ECB Bond-Buying Creates Zombie Companies, Possible Successor to Dimon Warns
(Bloomberg) -- The European Central Bank’s bond-buying program has created a “dangerous” environment for investors by masking risks in the market for corporate debt, according to Mary Callahan Erdoes, the head of JPMorgan Chase & Co.’s asset and wealth management business.
“You’re equally rewarding the A-plus student and the student who’s doing no homework and is just showing up,” Erdoes said Wednesday at the CNBC Institutional Investor Delivering Alpha Conference in New York. “That’s a super dangerous place to be, because when that gets pulled back and the markets have to sort of figure out the good from the bad, and you have real-money buyers in there as opposed to the governments, then you start to do your homework and you figure out, ‘This is not all the same.’ ”
In essence, the policy means the market isn’t properly pricing risk, making it harder to invest, she said.
Erdoes, along with a handful of other executives, is considered a possible successor to Chief Executive Officer Jamie Dimon.
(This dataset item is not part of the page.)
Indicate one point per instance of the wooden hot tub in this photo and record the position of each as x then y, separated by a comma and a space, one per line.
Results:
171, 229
She was hired in 1996 to head fixed-income investing for wealthy individuals, foundations and endowments, becoming CEO of the private bank in 2005 and the chief of what is now asset and wealth management in 2009.
Years of easy-money policies helped drive down the cost of financing in Europe. That helped the region’s investment-grade corporate-credit market swell 45 percent in the last three years to about 1.5 trillion euros ($1.75 trillion). ECB officials have signaled that they’re comfortable with investor expectations for bond purchases to be phased out by the end of the year or so.
The concern is that the ECB’s bond buying has created artificial demand for debt of companies that otherwise wouldn’t have stayed afloat. They may struggle once the central bank stops supporting borrowing costs, Erdoes said.
“You could have a bunch of walking-zombie companies and you don’t even know it,” she said.
JPMorgan’s wealth-management division posted a profit of $755 million in the second quarter, a 21 percent increase from a year earlier. Assets under management expanded to $2 trillion as markets rose and clients put money into long-term products.